Hey, thanks again Nate. You always give a good answer. I'd been looking at the Pertronics, and then saw the HEI comments and wanted to explore both. I was pretty sure I'm gonna' go with the Pertronics, as I've read a lot of good stuff about them, including your info about matching the coil, and polarity. I'm a retired electrician, so that stuff makes sense to me as well. I've got a ways to go before I'm close to runnin' the engine again, so I'll wait to order the ignition upgrade so as not to waste any warranty time, if I can. Haven't worked on the truck but once since I got her here in mid January, as I've promised my Wife I'd build a fence first... musn't renig on a promise.
Go pertronix and use their coil. It is black and if you face the label toward the engine, no one knows it isn't stock. This is what I used on the 53.
Confession I bought the Pertronix coil and electronic ignition, but fried it out of the box. Not because I didn't read the instructions, but if'n I remember correctly, the wiring to my starter and coil was not the way it was pictured and described. I thought I installed it per the Pertronix instructions and got no spark/start. Then tried it the way I was previously wired and up in smoke went the ignitor. It wasn't very pretty watching that $100 dollar bill go up in smoke. IIRC there was a little confusion between what the coil wiring instructions said and the ignitor wiring said as well. I'm still using the coil, but the ignitor is toast. Russ - Did you happen to take any photos of the way you had the '53 wired up?
Bummer , That @ lunchtime I went out to my '69 C/10 , pressed the gas once and turned the key in the cold damp air (it's raining in L.A. again) and it cranked , belched a large cloud of blue & black smoke & fired right up , didn't miss a beat .
I'm extremely happy with my HEI also. I started the '51 to warm up before I left for work this morning. When it was time to leave, I noticed that there was not even one little dribble of black in the snow under the tail pipes. Perfectly clean. That made me quite happy.

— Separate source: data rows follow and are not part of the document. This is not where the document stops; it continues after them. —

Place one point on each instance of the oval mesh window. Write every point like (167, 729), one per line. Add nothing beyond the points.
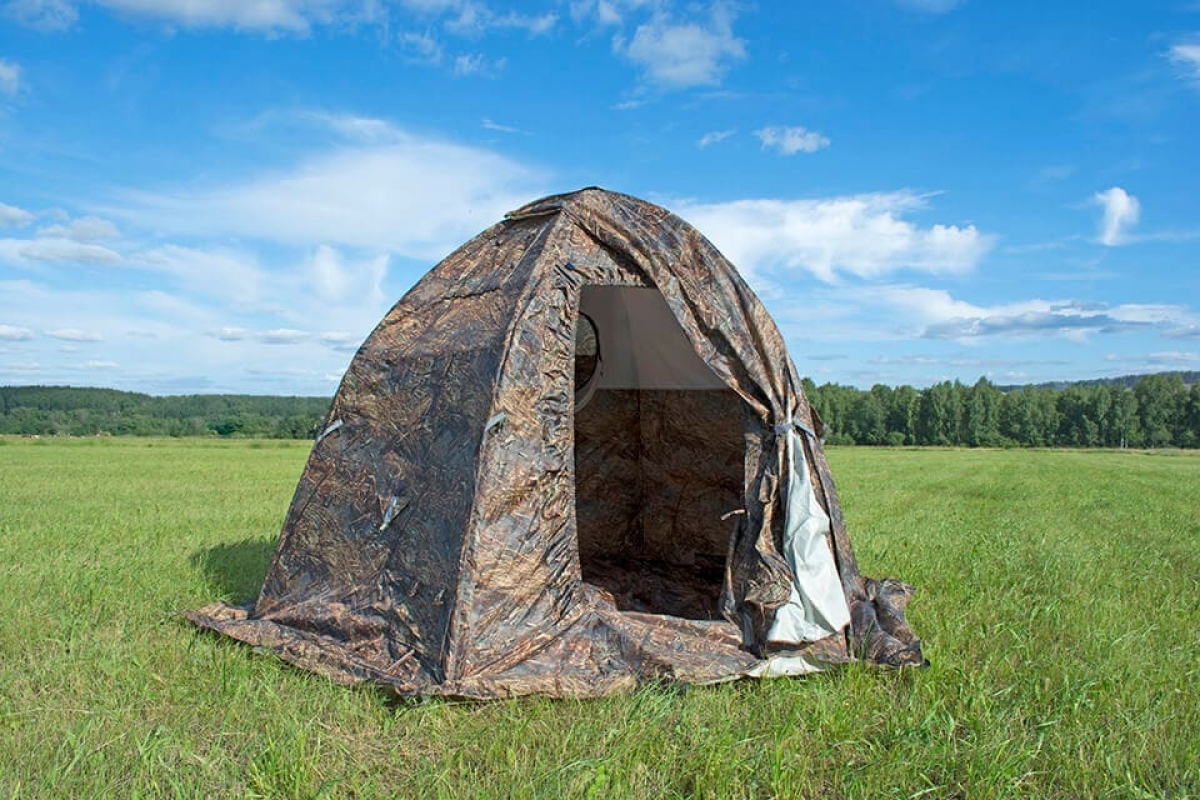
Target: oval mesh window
(587, 350)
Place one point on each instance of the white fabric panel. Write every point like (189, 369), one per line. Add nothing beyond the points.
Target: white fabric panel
(780, 666)
(817, 603)
(641, 343)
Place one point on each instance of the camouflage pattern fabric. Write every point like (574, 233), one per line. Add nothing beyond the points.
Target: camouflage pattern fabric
(460, 530)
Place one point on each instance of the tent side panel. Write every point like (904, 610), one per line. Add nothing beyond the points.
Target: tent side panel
(371, 548)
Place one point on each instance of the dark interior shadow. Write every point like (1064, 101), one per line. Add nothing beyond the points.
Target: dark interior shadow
(235, 571)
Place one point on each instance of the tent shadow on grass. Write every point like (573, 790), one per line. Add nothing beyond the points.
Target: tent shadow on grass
(235, 570)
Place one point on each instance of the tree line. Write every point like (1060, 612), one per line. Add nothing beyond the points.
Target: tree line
(1156, 411)
(1150, 411)
(61, 410)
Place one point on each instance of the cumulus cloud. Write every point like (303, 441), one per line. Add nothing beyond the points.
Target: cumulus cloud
(54, 250)
(714, 137)
(340, 281)
(42, 14)
(931, 6)
(676, 54)
(85, 229)
(939, 316)
(13, 217)
(1186, 56)
(10, 77)
(219, 272)
(73, 335)
(1121, 212)
(790, 140)
(13, 334)
(489, 125)
(863, 234)
(402, 193)
(420, 48)
(477, 64)
(282, 336)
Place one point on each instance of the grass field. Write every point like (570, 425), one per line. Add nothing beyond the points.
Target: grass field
(1057, 597)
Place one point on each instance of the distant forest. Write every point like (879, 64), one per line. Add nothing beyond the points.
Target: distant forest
(1159, 410)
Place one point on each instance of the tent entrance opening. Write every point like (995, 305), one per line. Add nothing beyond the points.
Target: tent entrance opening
(659, 457)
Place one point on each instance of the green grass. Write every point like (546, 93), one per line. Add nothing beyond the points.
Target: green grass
(1057, 597)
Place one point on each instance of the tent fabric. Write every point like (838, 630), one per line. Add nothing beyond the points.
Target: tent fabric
(461, 528)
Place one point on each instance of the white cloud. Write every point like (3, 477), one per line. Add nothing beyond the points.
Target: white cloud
(714, 137)
(10, 77)
(420, 48)
(223, 274)
(408, 196)
(282, 336)
(250, 14)
(862, 234)
(85, 229)
(24, 251)
(936, 314)
(73, 335)
(931, 6)
(790, 140)
(1121, 212)
(477, 64)
(489, 125)
(13, 217)
(684, 54)
(269, 16)
(475, 18)
(604, 12)
(42, 14)
(13, 334)
(337, 281)
(1187, 58)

If I remember correctly... The HEI from the old Iron Duke 153 may also be an option for the newer inlines - at least on the 250. just user a 6 cyl cap. I put one on My 71way back when it was alive... It was the best mod I did to that truck. Of course, since most of the vehicles with an Iron Duke were pretty much disposable, they are prolly harder to find than an inline 6 Bob
Don't think that would do the job, at least not without changing out the four pointed "star wheel" (my words, I don't know the real name) for a six point star wheel.